Incluso con los sentidos lentos y embotados, me di cuenta de que jamás la había visto con el rostro tan descompuesto.
—Oh, cariño —me acarició la piel—. Todo va bien...
—Señora, el médico va a llegar —le comunicó una enfermera, antes de alzarme un poco la almohada con diligencia.
—¿Me oyes, Nica? —me preguntó con voz clara una mujer—. ¿Puedes verme?
Asentí lentamente mientras ella examinaba el gotero y comprobaba los valores.
—No, no, despacio —susurró Anna cuando traté de mover el brazo izquierdo.
Entonces me di cuenta de cuánto me dolía incluso el menor movimiento: una punzada atroz me atravesó el tórax y algo me impidió completar aquel gesto.
No, algo no... Un vendaje.
Tenía el brazo doblado contra el pecho y vendado hasta el hombro.
—No, Nica, no te lo toques —me dijo Anna cuando traté de rascarme unojo que me picaba terriblemente—. Se te ha roto un capilar, tienes el ojo rojo... ¿Qué tal el tórax? ¿Te duele al respirar? ¡Oh, doctor Robertson!
Un hombre alto y de pelo canoso, con una barba corta y bien cuidada y una camisa de un blanco inmaculado, se acercó a mi cama.
—¿Cuánto hace que está consciente?
—Unos pocos minutos —respondió una enfermera—. Las pulsaciones son regulares.
—¿Tensión?
—Sistólica y diastólica dentro de la normalidad.
No entendía nada. Mis pensamientos también eran mudos y estaban
desorientados.
—Hola, Nica —me dijo el hombre con voz nítida y cauta—. Soy el
doctor Lance Robertson, médico del Saint Mary O'Valley y jefe de esta unidad. Ahora comprobaré tus reacciones a los estímulos. Puede que sientas que te da vueltas la cabeza o que tienes náuseas, pero es completamente normal.

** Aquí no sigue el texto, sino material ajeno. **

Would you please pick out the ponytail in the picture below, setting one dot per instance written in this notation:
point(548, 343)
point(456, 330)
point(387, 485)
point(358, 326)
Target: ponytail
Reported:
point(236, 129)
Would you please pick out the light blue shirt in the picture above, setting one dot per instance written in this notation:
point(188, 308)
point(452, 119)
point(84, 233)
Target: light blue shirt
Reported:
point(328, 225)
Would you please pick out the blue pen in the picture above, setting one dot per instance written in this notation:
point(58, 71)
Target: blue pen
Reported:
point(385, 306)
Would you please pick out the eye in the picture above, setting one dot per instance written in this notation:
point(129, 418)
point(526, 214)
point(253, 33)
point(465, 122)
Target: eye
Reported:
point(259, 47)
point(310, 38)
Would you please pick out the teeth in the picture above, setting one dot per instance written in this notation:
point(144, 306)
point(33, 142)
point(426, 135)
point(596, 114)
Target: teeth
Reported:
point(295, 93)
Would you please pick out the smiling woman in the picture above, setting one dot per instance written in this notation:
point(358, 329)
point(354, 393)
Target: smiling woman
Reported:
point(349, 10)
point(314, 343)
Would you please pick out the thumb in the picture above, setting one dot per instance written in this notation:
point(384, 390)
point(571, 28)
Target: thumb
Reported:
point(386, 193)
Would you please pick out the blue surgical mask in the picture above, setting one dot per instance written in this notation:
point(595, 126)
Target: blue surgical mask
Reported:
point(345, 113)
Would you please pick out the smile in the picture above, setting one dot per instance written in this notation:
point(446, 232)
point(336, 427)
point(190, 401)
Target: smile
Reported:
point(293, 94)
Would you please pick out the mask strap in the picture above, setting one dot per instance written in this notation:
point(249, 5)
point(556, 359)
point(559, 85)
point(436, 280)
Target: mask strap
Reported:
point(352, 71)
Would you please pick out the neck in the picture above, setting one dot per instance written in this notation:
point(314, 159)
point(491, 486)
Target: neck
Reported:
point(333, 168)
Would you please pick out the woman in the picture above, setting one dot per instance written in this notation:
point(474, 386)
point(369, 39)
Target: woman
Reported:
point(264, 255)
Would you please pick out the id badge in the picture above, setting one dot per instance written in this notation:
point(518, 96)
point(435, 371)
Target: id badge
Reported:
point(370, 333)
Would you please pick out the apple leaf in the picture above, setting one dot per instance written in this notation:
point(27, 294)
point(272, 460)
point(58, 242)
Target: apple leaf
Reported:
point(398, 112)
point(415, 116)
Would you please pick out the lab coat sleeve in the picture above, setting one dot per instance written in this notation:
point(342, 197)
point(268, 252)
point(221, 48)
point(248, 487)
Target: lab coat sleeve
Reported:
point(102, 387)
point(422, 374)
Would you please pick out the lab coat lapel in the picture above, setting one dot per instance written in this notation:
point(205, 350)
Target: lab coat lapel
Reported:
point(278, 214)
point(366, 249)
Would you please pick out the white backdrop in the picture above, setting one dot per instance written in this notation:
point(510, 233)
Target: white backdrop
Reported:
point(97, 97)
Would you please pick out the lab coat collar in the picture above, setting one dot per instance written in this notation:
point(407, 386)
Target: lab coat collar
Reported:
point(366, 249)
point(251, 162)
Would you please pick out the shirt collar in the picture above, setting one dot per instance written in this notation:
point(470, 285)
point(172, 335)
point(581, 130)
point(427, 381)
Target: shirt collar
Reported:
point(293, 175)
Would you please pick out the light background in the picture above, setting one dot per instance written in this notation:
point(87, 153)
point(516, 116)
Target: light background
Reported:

Estate tranquila, ¿de acuerdo?
El respaldo empezó a reclinarse.
En cuanto noté el peso de la cabeza en los hombros, una sensación de mareo brutal me revolvió las tripas; una arcada me oprimió el estómago y me incliné hacia delante, pero de mi cuerpo vacío solo salió una tos forzada y ardiente que me arrancó algunas lágrimas.
Anna se apresuró a ayudarme y me apartó el pelo del rostro. Me agarré a las mantas cuando una segunda arcada me machacó el abdomen y retorció hasta el extremo mi debilitado cuerpo.
—Todo va bien... Son reacciones normales —me tranquilizó el médico mientras me sostenía por los hombros—. No tienes por qué asustarte. Ahora yo me pondré aquí... ¿Puedes girarte sin mover la pierna?
Estaba demasiado aturdida para comprender qué quería decir. Y en ese momento me di cuenta de la extraña sensibilidad que tenía en un pie, como si tuviera algo inflado. Pero él ya me había alzado la barbilla con un dedo.